From Socialist Review, No. 46, 15 September–12 October 1982: 8, p. 35.
Transcribed & marked up by Einde O’Callaghan for the Marxists’ Internet Archive.


Theories of the Capitalist Economy
Ben Fine
Edward Arnold £5.95

Ben Fine has authored or part-authored some useful expositions of Marx’s method of economic analysis, defending it against both bourgeois critics and Marxists who would cut out crucial elements. The difficulty is they are written at a level of abstraction which makes them difficult to follow (especially for those trying to understand Marx for the first time) and which does not make it easy to see what their implications are for understanding the world today.

Thus Fine defends Marx’s theory of the tendency of the rate of profit to fall. He points out that the tendencies to counteract this – seized on with such enthusiasm by revisers of Marx – can only take effect through cyclical crises which tear society apart.
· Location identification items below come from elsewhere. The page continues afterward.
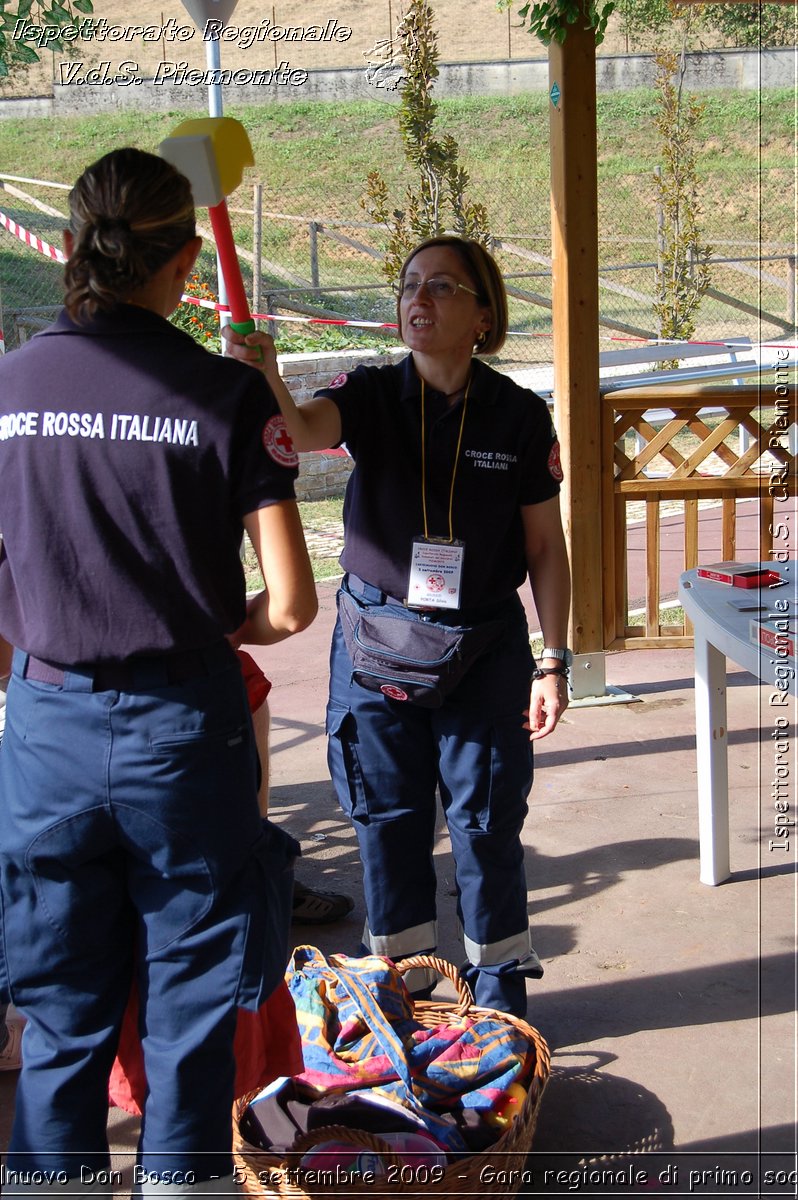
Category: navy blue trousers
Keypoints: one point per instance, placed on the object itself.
(130, 845)
(388, 759)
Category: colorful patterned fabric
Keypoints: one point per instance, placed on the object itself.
(358, 1029)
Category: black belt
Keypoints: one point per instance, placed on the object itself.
(137, 672)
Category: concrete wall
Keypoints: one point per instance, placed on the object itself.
(713, 70)
(322, 475)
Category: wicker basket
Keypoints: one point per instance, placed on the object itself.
(267, 1176)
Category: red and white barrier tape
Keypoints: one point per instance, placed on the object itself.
(30, 239)
(43, 247)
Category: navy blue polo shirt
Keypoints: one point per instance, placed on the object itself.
(129, 456)
(508, 459)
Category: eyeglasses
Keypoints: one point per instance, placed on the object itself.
(438, 289)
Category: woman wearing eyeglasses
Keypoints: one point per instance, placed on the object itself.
(453, 503)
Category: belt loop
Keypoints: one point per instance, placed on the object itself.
(364, 591)
(19, 663)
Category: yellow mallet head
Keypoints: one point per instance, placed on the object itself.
(211, 153)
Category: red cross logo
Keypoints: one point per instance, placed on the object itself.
(277, 443)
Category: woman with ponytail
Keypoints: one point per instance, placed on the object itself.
(131, 847)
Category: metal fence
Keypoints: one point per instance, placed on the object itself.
(327, 262)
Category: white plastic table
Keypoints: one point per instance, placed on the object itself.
(721, 631)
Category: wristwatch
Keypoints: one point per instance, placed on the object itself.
(561, 653)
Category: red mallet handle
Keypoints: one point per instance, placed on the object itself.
(237, 298)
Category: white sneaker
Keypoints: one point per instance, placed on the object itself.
(11, 1054)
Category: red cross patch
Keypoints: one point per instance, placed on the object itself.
(277, 443)
(555, 465)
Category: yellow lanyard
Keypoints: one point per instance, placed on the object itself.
(424, 462)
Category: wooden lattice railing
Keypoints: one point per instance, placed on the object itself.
(689, 444)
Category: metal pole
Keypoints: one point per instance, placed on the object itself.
(315, 253)
(215, 105)
(257, 246)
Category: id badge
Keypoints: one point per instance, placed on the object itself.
(436, 570)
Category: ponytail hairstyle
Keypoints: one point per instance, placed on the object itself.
(130, 213)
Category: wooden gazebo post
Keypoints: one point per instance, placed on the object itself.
(575, 301)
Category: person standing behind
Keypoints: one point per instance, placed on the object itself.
(447, 453)
(10, 1026)
(130, 838)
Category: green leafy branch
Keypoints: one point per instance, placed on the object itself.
(443, 181)
(683, 273)
(550, 19)
(21, 52)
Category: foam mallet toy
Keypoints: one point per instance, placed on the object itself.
(211, 153)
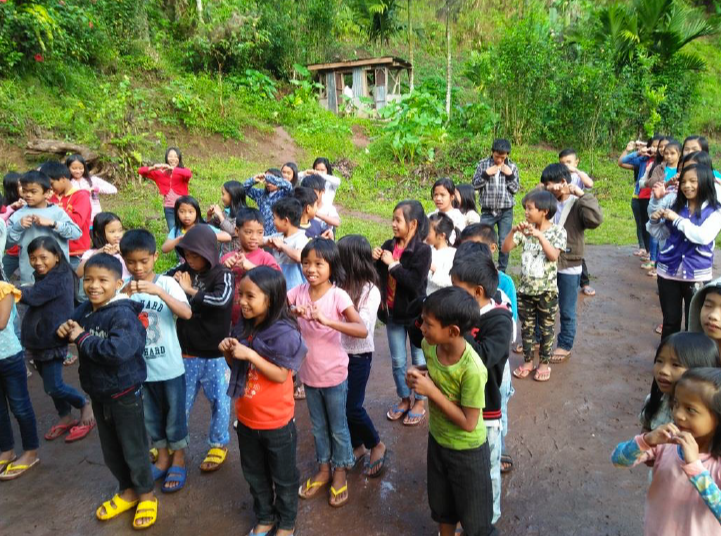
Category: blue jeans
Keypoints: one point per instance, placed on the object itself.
(14, 394)
(326, 406)
(397, 334)
(164, 410)
(503, 219)
(567, 296)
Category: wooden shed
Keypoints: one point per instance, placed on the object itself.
(375, 78)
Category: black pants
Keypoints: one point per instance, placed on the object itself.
(675, 298)
(121, 427)
(459, 488)
(268, 461)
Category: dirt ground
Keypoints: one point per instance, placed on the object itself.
(561, 437)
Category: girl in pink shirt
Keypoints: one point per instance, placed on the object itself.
(325, 312)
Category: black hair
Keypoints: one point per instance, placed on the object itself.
(555, 173)
(138, 240)
(55, 170)
(248, 214)
(453, 306)
(325, 161)
(237, 196)
(543, 200)
(693, 350)
(100, 221)
(107, 262)
(413, 211)
(710, 376)
(290, 208)
(36, 177)
(706, 189)
(357, 260)
(271, 283)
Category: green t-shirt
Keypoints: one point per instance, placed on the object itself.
(464, 384)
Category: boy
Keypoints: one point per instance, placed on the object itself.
(110, 339)
(163, 301)
(583, 181)
(75, 202)
(459, 483)
(209, 287)
(542, 242)
(289, 241)
(249, 228)
(576, 212)
(497, 181)
(38, 218)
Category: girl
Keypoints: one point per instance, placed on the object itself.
(232, 195)
(684, 496)
(172, 180)
(402, 264)
(440, 229)
(324, 312)
(361, 284)
(50, 303)
(265, 347)
(689, 229)
(14, 393)
(443, 194)
(83, 180)
(466, 198)
(675, 355)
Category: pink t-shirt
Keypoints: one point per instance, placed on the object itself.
(326, 363)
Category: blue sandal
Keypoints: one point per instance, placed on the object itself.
(175, 474)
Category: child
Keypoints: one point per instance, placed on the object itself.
(76, 203)
(82, 180)
(232, 195)
(50, 303)
(402, 264)
(289, 241)
(274, 189)
(684, 496)
(361, 284)
(674, 356)
(459, 481)
(577, 211)
(249, 225)
(689, 230)
(440, 231)
(209, 287)
(542, 242)
(497, 181)
(265, 347)
(111, 339)
(14, 394)
(324, 313)
(163, 302)
(443, 194)
(172, 180)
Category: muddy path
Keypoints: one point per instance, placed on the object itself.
(561, 436)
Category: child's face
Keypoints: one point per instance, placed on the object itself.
(667, 369)
(101, 285)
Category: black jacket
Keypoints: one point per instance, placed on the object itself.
(51, 301)
(411, 277)
(111, 347)
(213, 303)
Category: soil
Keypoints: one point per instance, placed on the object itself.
(561, 437)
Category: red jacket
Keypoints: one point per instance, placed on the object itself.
(77, 205)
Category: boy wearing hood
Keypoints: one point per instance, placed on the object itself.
(209, 287)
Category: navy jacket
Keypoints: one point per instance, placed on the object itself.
(111, 347)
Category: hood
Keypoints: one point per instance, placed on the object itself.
(694, 313)
(201, 240)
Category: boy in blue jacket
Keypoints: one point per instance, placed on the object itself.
(111, 339)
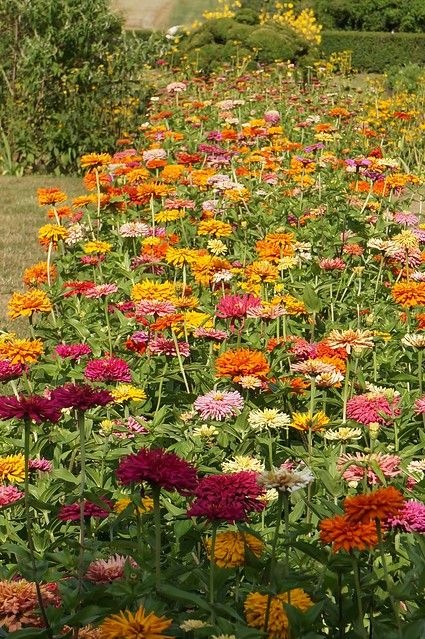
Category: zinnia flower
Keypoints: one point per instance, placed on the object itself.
(350, 339)
(9, 494)
(242, 362)
(104, 571)
(80, 396)
(256, 605)
(74, 352)
(108, 369)
(231, 548)
(12, 468)
(409, 294)
(372, 407)
(71, 512)
(219, 404)
(411, 518)
(354, 473)
(268, 418)
(159, 468)
(380, 504)
(9, 371)
(33, 407)
(229, 497)
(19, 603)
(125, 625)
(343, 533)
(286, 480)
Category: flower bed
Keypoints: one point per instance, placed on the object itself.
(216, 426)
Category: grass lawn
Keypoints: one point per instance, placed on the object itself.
(20, 219)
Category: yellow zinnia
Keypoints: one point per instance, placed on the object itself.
(231, 548)
(126, 625)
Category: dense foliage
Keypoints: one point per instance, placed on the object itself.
(216, 427)
(70, 79)
(375, 52)
(372, 15)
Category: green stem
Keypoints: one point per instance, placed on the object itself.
(82, 434)
(156, 491)
(212, 570)
(360, 615)
(179, 357)
(346, 390)
(108, 326)
(27, 430)
(273, 558)
(387, 577)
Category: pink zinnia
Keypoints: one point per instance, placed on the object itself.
(74, 352)
(236, 306)
(9, 371)
(134, 229)
(219, 404)
(71, 512)
(163, 346)
(9, 494)
(154, 307)
(389, 465)
(227, 497)
(332, 264)
(41, 464)
(101, 290)
(369, 408)
(104, 571)
(108, 369)
(210, 333)
(420, 405)
(411, 518)
(159, 468)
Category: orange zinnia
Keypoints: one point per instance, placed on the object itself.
(409, 293)
(343, 533)
(95, 160)
(25, 304)
(50, 196)
(241, 362)
(380, 504)
(21, 351)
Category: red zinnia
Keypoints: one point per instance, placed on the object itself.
(33, 407)
(160, 468)
(229, 497)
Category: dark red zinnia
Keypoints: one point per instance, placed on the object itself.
(160, 468)
(80, 396)
(227, 497)
(33, 407)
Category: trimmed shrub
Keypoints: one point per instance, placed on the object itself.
(222, 39)
(376, 51)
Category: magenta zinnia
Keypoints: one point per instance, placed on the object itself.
(159, 468)
(228, 497)
(9, 494)
(32, 407)
(108, 369)
(219, 404)
(371, 407)
(411, 517)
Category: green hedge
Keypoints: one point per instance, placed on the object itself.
(376, 51)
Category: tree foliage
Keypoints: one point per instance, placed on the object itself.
(70, 81)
But he never asks whether crisis can always be successful in offsetting the decline in the rate of profit. And he never considers what happens if each component unit of the system becomes so large as to prevent crises resolving themselves.

He is therefore left with room to adopt the method of revising Marx preached by the more hardline elements in the CP – the contention that a radical version of the Alternative Economic Strategy from a ‘new sort’ of left wing government could get Britain out of the crisis.

Yet there is no doubt Fine stands on the extreme left of what passes for academic Marxist economics in Britain today. And what he writes is useful for those who want no truck with reformism at all.

This book is concerned with the history of economic thought. It points to certain problems that beset the classic bourgeois economists, Smith and Ricardo. Marx, Fine argues, was able to resolve these problems. By contrast the schools which have dominated academic economics from the 1870s onwards have been completely unable to, and instead have tried to ignore them. This has meant they could provide no real explanation of the most important features of the capitalist economy.

It is a pity the style of the book necessarily restricts its readership to a small academic audience and will make it inaccessible to those who want to change the world as well as philosophise about it.